New ingest one snakefile #10

j23414 · 2023-06-20T15:24:13Z

Description of proposed changes

Explore using Snakemake modules for ingesting data into the Nextstrain build system.
This PR would merge into the new_ingest branch and continue the dengue ingest work.

The running behavior is:

If data directory exists, proceed with build as normal.
If s3_src is pointing to a pre-cleaned dengue dataset, fetch dataset and proceed as normal.
Otherwise, fetch dataset using ingest, clean it, and proceed as normal.

In order to implement the above, we are using Snakemake modules¹
which allows us to define a prefix for the ingest input/output paths.
However, these do not get applied to the scripts called within shelL .
So we are using this workaround² to add a base dir to the scripts.

¹ https://snakemake.readthedocs.io/en/stable/snakefiles/modularization.html#modules
² https://stackoverflow.com/a/66890412

Testing

Checks pass

Can run a manual check with the following commands:

git clone https://github.com/nextstrain/dengue.git
cd dengue
git checkout new_ingest_one_snakefile 

# Runs both ingest and build
nextstrain build .

Although the following should still work too:

cd ingest
rm -rf data logs  # cleanup any previously generated files if there
nextstrain build .

Future commits will change this to work with Dengue data

If pathogen is not listed in nextclade_data, remove nextclade rules and scripts until it is added. https://github.com/nextstrain/nextclade_data/tree/release/data/datasets

If a script does not need to be modified for a pathogen ingest, pull script during runtime instead of maintaining a potentially diverging copy. Use a permalink for each script to allow us to version the software we use in this workflow without being affected by upstream changes until we want to bump the version. This design adds more maintenance to this workflow, but it also protects users against unexpected issues that are outside of their control. Discussed in nextstrain/ebola#6 (comment) However, this commit gets reverted later based on discussions.

Pick curl instead of detecting curl/wget as discussed in: nextstrain/ebola#6 (comment)

Dengue requires special handling because it has multiple serotypes. Added dengue serotypes: all, denv1, denv2, denv3 and denv4 Co-authored-by: Jover Lee <joverlee521@gmail.com>

The dengue genome is approximately 10k or 11k. Therefore, we can filter out any sequences that are less than 5k or greater than 15k. A list of added GenBank filters is below: * Pull sequences longer than 5k but less than 15k * Only pull VRL (viral) datasets (no PAT or patents) * Pull UpdateDate_dt entry to potentially only pull "recent data sets" in case the dataset gets too large Co-authored-by: Jover Lee <joverlee521@gmail.com>

Since strain name may be in Isolate_s or Strain_s, we need to check both columns for a reasonable strain name. Dengue virus types denv1 to 4 can be derived if their NCBI taxon IDs are listed in ViralLineage_IDs. * derive strain name from Strain_s if Isolate_s is blank * derive denv1 to 4 depending on ViralLineage_IDs

* update help statement * make --outfile required * simplify reordering output columns * nuanced viruslineage_ids processing * when multiple paper urls, pick one * 'strain' and 'strain_s' were populated by 'Isolate_s' and 'Strain_s' pulled from genbank_url The following was added after discussion with trs Check for the non-"happy path" cases first and then return early (or erroring early, as the case may be). This leaves the "happy path" (or "expected path") as the remainder of the function. * return early if publications is empty Co-authored-by: Thomas Sibley <tom@zulutango.org>

Search for valid strain name in the following order: 'strain', 'strain_s', 'accession'. Move the order into configs instead of hardcoding it in the post_process_metadata.py script.
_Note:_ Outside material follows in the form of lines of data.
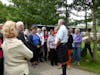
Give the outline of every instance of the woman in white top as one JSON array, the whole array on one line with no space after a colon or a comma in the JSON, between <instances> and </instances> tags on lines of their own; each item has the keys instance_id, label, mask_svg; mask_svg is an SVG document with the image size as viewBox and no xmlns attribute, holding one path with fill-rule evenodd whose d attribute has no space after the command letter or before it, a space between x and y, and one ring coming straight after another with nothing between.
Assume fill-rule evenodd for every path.
<instances>
[{"instance_id":1,"label":"woman in white top","mask_svg":"<svg viewBox=\"0 0 100 75\"><path fill-rule=\"evenodd\" d=\"M27 61L32 52L18 40L16 23L7 21L3 26L4 75L29 75Z\"/></svg>"}]
</instances>

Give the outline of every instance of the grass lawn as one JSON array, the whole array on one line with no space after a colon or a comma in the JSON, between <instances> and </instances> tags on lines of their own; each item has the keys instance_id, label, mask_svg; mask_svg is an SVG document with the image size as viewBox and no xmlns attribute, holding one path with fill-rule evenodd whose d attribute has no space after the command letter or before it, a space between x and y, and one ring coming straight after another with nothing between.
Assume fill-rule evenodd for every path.
<instances>
[{"instance_id":1,"label":"grass lawn","mask_svg":"<svg viewBox=\"0 0 100 75\"><path fill-rule=\"evenodd\" d=\"M87 56L82 58L80 65L76 66L76 68L95 72L100 75L100 50L97 51L97 62L92 61L89 51L87 53Z\"/></svg>"},{"instance_id":2,"label":"grass lawn","mask_svg":"<svg viewBox=\"0 0 100 75\"><path fill-rule=\"evenodd\" d=\"M88 54L86 57L82 58L80 66L78 66L78 68L95 72L100 75L100 51L98 51L97 56L98 56L98 60L97 62L94 63L91 60L90 55Z\"/></svg>"}]
</instances>

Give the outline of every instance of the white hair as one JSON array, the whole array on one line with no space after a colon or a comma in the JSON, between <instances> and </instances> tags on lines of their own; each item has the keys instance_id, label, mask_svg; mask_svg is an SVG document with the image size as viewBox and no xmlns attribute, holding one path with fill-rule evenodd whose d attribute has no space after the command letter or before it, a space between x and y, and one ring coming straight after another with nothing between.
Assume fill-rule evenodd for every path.
<instances>
[{"instance_id":1,"label":"white hair","mask_svg":"<svg viewBox=\"0 0 100 75\"><path fill-rule=\"evenodd\" d=\"M76 29L75 29L75 31L78 31L78 32L80 32L80 29L79 29L79 28L76 28Z\"/></svg>"},{"instance_id":2,"label":"white hair","mask_svg":"<svg viewBox=\"0 0 100 75\"><path fill-rule=\"evenodd\" d=\"M64 23L65 21L64 21L64 19L59 19L58 22Z\"/></svg>"},{"instance_id":3,"label":"white hair","mask_svg":"<svg viewBox=\"0 0 100 75\"><path fill-rule=\"evenodd\" d=\"M23 23L22 21L18 21L18 22L16 23L16 27L18 28L20 25L24 25L24 23Z\"/></svg>"},{"instance_id":4,"label":"white hair","mask_svg":"<svg viewBox=\"0 0 100 75\"><path fill-rule=\"evenodd\" d=\"M46 30L46 27L42 27L42 31Z\"/></svg>"},{"instance_id":5,"label":"white hair","mask_svg":"<svg viewBox=\"0 0 100 75\"><path fill-rule=\"evenodd\" d=\"M3 24L1 23L0 26L3 26Z\"/></svg>"}]
</instances>

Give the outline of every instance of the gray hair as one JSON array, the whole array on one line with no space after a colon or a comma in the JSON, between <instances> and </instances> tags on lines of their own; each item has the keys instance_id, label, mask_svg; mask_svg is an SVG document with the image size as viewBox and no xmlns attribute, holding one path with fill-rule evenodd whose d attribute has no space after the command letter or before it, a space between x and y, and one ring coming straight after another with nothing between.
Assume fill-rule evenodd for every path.
<instances>
[{"instance_id":1,"label":"gray hair","mask_svg":"<svg viewBox=\"0 0 100 75\"><path fill-rule=\"evenodd\" d=\"M18 21L18 22L16 23L16 27L18 28L20 25L23 25L23 26L24 26L24 23L23 23L22 21Z\"/></svg>"}]
</instances>

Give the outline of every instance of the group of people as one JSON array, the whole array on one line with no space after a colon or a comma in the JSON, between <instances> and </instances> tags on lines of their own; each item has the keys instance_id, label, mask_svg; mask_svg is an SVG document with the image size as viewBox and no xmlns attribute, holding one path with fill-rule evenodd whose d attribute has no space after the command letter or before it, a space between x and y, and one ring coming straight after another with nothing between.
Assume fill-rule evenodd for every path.
<instances>
[{"instance_id":1,"label":"group of people","mask_svg":"<svg viewBox=\"0 0 100 75\"><path fill-rule=\"evenodd\" d=\"M62 68L62 75L66 75L71 56L75 64L80 64L81 43L80 30L75 29L73 33L72 28L66 28L63 19L59 19L58 25L50 31L35 25L29 31L21 21L7 21L0 25L0 75L29 75L27 62L34 66L47 60L52 66Z\"/></svg>"}]
</instances>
Co-authored-by: Thomas Sibley <tom@zulutango.org>

Since some strains (or isolates) may be resequenced resulting in duplicate strain names in the dengue dataset, index entries by GenBank Accession IDs.

Could not find genbank accession from GenBank or prior sequences.fasta.zst files.

Compromise by duplicating scripts from monkeypox until a generalized pathogen repository exists or these scripts get enfolded into an augur subcommands

Since fetch_from_genbank can query NCBI up to 5 times for each of the serotypes, try to limit concurrent queries to under 3. Using 2 to be cautious. Following the format shown at: nextstrain/ncov#1045

Since align may be running in 5 parallel jobs (all, denv1, denv2, denv3 denv4), reverted this rule to original code of using 1 thread. However, added a threads parameter in the align rule so that this is easy to modify.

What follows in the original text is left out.